More human traffic victims reported in Louisiana

NEW ORLEANS (WVUE) - New state numbers show the amount of sex or labor trafficking victims climbed 9% last year.

“This is here in our state. It is in Louisiana,” said Christy Tate with Department of Children and Family Services. “I think many times people associate trafficking as being somewhere far away, but it’s here. It’s in our backyards.”

The Department of Children and Family Services says in 2018, 744 victims were reported in Louisiana. While the number is high, Tate says it shows progress in discovering the growing number of victims.

Agencies leaders are teaching their groups about the warning signs to look for: unexplained tattoos and piercings, dating significantly older people or using or slang such as saying they’re “in the life” or referring to a significant other as “daddy.”

“We teach about slang that’s used so when people are talking about their ‘daddy’, ‘the game’, or ‘the life,’ those are all indicators,” said Tate. “One of the things we hear from the survivors - we hear from over and over again - is that ‘they missed me, they missed me.’”

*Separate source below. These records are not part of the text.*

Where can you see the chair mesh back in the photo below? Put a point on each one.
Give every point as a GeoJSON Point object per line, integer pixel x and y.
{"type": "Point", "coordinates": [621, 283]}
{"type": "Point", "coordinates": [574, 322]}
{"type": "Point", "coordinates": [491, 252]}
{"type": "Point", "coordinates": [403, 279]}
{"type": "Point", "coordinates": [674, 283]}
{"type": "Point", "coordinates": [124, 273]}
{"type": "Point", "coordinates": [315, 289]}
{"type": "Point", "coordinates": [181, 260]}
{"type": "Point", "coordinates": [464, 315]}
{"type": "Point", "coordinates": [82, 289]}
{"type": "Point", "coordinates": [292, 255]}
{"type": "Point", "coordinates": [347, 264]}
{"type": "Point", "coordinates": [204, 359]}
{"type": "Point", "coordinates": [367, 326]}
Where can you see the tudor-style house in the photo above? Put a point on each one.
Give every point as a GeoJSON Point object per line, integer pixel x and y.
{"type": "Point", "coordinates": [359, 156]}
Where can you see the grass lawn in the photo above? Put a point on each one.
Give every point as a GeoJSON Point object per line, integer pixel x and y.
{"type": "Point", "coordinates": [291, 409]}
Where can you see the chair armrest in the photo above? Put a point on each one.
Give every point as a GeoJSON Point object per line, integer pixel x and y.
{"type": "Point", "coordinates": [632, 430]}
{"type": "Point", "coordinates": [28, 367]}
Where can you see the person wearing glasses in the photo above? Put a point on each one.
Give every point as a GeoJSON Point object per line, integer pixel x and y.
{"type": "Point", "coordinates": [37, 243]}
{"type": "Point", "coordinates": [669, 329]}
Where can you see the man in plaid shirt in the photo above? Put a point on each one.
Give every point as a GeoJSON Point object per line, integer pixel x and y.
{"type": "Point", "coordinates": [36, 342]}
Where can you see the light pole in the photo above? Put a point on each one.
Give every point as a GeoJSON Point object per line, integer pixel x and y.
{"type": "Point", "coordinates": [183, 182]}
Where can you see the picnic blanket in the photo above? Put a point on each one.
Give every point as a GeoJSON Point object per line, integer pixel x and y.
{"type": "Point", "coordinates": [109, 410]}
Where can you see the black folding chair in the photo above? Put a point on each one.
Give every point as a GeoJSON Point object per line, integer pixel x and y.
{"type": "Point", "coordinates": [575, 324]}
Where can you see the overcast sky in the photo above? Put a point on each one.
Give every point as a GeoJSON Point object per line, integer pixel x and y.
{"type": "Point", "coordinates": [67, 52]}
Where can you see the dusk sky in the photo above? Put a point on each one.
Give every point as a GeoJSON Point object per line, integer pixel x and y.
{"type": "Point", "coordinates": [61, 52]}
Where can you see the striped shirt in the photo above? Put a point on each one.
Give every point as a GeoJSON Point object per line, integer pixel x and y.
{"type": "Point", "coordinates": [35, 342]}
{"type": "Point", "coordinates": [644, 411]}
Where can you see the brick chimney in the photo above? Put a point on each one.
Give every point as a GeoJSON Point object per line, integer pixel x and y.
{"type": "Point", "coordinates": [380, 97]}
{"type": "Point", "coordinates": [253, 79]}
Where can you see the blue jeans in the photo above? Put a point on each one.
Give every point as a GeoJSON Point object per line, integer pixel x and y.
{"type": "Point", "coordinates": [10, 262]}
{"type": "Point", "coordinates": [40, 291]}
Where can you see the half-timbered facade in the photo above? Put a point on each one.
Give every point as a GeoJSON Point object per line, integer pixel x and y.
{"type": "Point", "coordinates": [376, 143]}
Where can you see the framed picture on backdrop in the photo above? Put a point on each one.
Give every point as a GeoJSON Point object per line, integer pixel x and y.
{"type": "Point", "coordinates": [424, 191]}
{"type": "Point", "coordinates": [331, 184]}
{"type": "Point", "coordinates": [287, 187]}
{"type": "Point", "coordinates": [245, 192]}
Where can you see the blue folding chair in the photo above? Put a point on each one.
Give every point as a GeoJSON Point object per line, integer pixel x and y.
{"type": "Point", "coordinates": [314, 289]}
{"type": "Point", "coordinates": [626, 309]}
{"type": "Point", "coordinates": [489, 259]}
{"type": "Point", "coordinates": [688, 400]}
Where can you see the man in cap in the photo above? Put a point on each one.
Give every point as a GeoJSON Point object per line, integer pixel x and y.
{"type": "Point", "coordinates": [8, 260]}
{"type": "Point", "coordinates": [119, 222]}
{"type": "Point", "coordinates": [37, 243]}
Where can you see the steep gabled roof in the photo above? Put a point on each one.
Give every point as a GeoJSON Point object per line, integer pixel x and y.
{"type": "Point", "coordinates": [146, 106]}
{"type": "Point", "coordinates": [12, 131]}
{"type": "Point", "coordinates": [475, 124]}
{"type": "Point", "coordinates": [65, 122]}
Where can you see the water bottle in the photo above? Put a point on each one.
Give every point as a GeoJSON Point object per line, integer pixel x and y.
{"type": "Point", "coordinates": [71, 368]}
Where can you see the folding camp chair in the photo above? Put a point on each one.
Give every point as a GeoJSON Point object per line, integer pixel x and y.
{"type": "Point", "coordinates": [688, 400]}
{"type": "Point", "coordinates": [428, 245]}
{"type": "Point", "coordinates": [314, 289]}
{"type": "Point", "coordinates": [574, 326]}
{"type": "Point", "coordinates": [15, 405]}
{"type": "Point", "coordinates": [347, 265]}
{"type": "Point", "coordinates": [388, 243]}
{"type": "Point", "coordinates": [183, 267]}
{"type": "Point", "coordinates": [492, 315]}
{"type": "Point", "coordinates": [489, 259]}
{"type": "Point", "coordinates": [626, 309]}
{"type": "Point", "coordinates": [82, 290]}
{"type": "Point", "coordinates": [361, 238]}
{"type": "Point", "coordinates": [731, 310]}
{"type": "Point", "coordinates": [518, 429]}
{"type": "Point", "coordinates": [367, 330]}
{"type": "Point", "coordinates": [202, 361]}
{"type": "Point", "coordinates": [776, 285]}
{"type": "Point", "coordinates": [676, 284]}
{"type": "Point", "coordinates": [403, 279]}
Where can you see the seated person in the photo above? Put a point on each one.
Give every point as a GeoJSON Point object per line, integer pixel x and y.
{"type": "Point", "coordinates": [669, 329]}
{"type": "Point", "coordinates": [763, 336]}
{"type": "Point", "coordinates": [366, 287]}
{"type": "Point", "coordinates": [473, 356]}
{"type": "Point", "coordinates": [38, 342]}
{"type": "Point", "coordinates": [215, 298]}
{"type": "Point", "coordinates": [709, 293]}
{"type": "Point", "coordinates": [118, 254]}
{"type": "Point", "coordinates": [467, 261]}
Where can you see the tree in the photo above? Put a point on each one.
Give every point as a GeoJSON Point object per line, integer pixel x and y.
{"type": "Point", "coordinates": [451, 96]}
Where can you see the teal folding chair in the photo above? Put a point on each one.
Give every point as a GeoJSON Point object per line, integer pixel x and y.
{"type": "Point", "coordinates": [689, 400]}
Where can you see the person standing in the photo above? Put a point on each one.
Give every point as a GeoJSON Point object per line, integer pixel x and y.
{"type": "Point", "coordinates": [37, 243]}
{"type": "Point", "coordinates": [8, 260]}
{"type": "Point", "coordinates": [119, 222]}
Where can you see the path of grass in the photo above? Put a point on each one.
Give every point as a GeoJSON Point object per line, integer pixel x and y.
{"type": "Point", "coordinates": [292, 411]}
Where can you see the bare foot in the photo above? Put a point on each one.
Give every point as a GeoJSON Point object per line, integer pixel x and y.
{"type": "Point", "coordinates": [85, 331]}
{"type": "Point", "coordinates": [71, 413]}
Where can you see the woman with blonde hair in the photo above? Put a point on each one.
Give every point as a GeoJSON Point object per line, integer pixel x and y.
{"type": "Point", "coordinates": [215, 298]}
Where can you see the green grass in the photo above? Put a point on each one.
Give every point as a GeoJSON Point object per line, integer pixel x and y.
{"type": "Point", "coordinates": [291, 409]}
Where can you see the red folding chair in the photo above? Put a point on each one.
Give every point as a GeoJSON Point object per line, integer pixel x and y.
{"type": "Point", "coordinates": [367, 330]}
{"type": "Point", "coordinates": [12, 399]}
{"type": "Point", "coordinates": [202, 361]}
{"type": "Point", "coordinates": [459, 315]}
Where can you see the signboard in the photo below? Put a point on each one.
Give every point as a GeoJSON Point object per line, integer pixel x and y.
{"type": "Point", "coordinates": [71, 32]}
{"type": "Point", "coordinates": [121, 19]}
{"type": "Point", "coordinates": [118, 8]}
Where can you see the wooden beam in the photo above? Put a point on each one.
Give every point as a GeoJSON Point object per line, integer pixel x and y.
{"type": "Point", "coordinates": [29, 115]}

She says local and state agencies are more aware of the signs when it comes to possible victims. Leanne McCallum with The Greater New Orleans Human Trafficking Task Force agrees.

“Now, organizations that are serving domestic violence survivors, who are serving homeless populations, are also checking with the clients they are serving to see what has your experience been,” McCallum said. “What they are finding is that they are already serving these communities."

In Orleans Parish last year, the report shows 34 adults and 83 young people were trafficked.

"We know that young people - ages 5 months was the youngest survivor - up to 65 years old were served in Louisiana, so we know any age can be trafficked,” McCallum said.

Tate and McCallum expect the number of reported victims to climb, mostly because agencies are getting more victims to come forward.

“We’re going to identify more, identify better, and really get on board with services and working towards serving these victims in the best way,” said Tate.